Human Matching Behavior in Social Networks: An Algorithmic Perspective

• Published in: PloS one Vol. 7; no. 8; p. e41900
• Main Authors: Coviello, Lorenzo, Franceschetti, Massimo, McCubbins, Mathew D., Paturi, Ramamohan, Vattani, Andrea
• Format: Journal Article
• Language: English
• Published: United States Public Library of Science 22.08.2012; Public Library of Science (PLoS)
• Subjects: Algorithms; Analysis; Behavior; Biology; Computer engineering; Computer Science; Computer simulation; Cooperation; Decision making; Electronic commerce; Engineering; Experiments; Graduate students; Human behavior; Human subjects; Humans; Information processing; Knowledge management; Matching; Mathematical models; Mathematics; Medicine; Models, Theoretical; Network topologies; Networks; Phase transitions; Probability; Social and Behavioral Sciences; Social behavior; Social Networking; Social networks; Social organization; Topology; United States; La Jolla California; United States > US; California
• ISSN: 1932-6203; 1932-6203
• DOI: 10.1371/journal.pone.0041900

We argue that algorithmic modeling is a powerful approach to understanding the collective dynamics of human behavior. We consider the task of pairing up individuals connected over a network, according to the following model: each individual is able to propose to match with and accept a proposal from a neighbor in the network; if a matched individual proposes to another neighbor or accepts another proposal, the current match will be broken; individuals can only observe whether their neighbors are currently matched but have no knowledge of the network topology or the status of other individuals; and all individuals have the common goal of maximizing the total number of matches. By examining the experimental data, we identify a behavioral principle called prudence, develop an algorithmic model, analyze its properties mathematically and by simulations, and validate the model with human subject experiments for various network sizes and topologies.
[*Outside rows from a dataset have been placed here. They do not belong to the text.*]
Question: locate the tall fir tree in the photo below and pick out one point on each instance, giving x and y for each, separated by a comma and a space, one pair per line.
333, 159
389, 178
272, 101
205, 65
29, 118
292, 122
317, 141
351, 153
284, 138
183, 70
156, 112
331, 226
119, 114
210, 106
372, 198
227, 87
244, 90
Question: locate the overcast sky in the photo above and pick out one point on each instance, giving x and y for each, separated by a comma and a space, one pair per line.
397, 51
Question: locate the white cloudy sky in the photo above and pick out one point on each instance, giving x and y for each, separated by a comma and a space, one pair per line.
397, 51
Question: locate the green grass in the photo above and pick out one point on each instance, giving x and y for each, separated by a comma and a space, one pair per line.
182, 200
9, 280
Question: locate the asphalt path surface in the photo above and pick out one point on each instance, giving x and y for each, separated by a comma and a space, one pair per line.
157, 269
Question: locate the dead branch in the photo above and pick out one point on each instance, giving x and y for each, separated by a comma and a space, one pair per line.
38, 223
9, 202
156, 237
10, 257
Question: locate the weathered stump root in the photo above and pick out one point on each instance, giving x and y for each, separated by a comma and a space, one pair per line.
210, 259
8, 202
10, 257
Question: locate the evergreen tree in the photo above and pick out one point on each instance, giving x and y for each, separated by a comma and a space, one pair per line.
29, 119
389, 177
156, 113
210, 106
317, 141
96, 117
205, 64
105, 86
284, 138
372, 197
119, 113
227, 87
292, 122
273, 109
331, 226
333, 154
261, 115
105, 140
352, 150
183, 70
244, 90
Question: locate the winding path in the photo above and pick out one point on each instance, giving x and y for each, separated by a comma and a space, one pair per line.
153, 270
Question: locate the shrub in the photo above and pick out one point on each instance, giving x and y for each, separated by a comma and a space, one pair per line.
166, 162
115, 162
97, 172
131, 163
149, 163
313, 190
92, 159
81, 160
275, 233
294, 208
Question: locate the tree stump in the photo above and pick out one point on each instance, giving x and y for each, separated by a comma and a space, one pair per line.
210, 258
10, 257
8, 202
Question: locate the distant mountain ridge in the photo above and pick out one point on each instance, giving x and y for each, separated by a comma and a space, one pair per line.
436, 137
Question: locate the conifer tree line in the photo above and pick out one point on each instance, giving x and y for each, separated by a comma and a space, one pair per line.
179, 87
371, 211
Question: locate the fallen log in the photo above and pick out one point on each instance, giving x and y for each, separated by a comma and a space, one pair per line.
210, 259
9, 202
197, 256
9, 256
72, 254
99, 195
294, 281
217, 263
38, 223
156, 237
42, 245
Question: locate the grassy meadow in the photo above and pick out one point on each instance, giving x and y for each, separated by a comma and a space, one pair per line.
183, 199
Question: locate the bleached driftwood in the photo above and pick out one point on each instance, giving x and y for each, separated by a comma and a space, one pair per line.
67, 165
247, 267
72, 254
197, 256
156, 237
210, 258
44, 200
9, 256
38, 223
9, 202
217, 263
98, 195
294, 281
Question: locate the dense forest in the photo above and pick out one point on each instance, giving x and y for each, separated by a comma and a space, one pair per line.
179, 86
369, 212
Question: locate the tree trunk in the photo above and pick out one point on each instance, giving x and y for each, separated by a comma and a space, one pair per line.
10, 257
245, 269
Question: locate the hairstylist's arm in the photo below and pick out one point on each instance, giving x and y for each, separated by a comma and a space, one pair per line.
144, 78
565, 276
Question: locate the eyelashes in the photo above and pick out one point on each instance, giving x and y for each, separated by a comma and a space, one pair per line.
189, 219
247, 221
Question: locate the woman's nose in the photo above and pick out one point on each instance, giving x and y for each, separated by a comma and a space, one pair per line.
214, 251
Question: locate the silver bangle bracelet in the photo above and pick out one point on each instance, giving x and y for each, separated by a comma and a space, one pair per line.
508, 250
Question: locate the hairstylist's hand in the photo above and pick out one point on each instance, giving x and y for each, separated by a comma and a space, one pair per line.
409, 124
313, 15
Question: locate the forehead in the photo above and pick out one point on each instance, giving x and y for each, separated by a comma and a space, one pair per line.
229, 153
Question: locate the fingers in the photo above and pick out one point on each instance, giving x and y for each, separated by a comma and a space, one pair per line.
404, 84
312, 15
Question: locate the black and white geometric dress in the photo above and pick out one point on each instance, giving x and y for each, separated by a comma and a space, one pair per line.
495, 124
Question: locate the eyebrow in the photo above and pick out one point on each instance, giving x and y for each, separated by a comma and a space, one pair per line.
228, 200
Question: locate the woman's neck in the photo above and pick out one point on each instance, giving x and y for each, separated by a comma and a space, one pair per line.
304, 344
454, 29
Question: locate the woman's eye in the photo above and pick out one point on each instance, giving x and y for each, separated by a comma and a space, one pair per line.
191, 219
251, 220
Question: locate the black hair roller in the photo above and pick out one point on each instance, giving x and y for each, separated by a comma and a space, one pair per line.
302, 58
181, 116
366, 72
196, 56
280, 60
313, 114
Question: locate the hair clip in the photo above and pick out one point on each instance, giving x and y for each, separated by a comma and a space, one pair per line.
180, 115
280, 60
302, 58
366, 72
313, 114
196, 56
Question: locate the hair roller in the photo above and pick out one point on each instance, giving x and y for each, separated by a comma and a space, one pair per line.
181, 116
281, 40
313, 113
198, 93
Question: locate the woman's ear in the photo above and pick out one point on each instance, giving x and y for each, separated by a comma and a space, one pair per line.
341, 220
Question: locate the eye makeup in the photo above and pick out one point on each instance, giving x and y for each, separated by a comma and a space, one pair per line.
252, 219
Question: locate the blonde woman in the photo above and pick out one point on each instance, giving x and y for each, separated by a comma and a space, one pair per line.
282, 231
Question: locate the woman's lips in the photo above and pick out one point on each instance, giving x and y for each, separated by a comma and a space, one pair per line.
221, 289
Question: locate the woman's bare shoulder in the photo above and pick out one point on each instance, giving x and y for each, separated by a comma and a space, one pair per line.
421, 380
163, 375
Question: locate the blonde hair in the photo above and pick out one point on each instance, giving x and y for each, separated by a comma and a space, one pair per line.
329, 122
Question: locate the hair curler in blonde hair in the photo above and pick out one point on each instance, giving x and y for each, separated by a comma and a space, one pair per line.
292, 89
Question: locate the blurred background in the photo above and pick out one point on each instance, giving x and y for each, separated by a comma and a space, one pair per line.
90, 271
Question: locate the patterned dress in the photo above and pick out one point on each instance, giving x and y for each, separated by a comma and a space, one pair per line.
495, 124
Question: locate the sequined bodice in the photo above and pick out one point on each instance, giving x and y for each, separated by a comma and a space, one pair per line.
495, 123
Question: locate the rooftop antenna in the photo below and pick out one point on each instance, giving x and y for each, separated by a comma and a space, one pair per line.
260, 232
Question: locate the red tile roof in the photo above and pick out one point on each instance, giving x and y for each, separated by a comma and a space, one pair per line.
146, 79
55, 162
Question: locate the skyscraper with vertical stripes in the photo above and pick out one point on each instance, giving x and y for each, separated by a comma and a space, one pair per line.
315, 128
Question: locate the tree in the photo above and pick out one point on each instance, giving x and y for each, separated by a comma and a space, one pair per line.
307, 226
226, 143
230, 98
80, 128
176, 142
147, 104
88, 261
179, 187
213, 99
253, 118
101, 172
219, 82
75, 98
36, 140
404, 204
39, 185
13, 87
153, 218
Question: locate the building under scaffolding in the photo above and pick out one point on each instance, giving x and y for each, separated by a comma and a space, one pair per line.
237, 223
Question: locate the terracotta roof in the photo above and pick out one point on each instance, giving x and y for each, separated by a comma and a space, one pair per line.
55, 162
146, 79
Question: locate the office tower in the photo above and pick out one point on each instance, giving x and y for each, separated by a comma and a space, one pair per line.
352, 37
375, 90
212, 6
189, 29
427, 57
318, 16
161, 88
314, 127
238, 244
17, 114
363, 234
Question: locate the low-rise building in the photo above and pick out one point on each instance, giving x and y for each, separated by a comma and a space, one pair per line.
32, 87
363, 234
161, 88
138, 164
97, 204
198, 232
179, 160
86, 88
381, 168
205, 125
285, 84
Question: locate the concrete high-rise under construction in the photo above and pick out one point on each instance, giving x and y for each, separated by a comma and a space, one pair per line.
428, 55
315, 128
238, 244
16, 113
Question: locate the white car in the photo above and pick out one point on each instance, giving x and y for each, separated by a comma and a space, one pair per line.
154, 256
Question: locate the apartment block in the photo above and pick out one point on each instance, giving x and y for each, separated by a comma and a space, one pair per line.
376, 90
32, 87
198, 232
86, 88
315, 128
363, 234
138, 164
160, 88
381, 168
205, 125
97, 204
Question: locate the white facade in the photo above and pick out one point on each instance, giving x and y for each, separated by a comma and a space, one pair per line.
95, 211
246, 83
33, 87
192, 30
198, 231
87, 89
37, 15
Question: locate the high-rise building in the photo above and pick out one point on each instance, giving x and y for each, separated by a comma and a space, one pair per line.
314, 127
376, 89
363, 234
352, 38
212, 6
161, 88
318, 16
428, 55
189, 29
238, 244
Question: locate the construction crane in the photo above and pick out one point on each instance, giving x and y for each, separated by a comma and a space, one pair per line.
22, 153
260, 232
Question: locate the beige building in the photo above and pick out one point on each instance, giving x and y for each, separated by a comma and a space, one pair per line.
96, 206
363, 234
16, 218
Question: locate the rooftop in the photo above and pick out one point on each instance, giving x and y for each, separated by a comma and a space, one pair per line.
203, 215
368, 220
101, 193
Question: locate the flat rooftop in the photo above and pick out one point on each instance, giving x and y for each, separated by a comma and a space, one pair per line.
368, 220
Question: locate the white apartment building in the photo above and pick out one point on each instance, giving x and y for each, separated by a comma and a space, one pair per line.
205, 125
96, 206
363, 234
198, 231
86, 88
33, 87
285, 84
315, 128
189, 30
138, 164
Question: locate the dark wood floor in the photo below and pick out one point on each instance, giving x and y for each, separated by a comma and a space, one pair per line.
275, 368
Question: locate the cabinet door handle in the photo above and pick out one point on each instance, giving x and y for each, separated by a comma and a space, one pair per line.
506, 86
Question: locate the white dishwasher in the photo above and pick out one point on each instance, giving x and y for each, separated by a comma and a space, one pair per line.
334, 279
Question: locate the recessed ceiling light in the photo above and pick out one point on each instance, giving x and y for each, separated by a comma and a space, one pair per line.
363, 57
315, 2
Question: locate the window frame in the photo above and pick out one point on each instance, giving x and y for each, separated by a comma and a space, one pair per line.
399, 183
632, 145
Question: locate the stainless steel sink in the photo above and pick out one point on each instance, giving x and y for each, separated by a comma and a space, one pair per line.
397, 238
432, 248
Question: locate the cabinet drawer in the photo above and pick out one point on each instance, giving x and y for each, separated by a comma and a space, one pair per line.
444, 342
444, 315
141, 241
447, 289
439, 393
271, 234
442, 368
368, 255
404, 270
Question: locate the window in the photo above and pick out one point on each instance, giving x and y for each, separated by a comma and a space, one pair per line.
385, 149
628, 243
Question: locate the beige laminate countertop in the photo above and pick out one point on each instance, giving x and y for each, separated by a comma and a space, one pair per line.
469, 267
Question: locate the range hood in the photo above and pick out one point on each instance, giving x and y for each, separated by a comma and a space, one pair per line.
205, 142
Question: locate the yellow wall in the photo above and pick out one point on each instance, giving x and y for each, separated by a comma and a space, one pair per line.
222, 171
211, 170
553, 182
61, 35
Our results include i) a 1/2-approximate maximum matching is obtained in logarithmic time in the network size for bounded degree networks; ii) for any constant ε > 0, a (1 - ε)-approximate maximum matching is obtained in polynomial time, while obtaining a maximum matching can require an exponential time; and iii) convergence to a maximum matching is slower on preferential attachment networks than on small-world networks. These results allow us to predict that while humans can find a "good quality" matching quickly, they may be unable to find a maximum matching in feasible time. We show that the human subjects largely abide by prudence, and their collective behavior is closely tracked by the above predictions.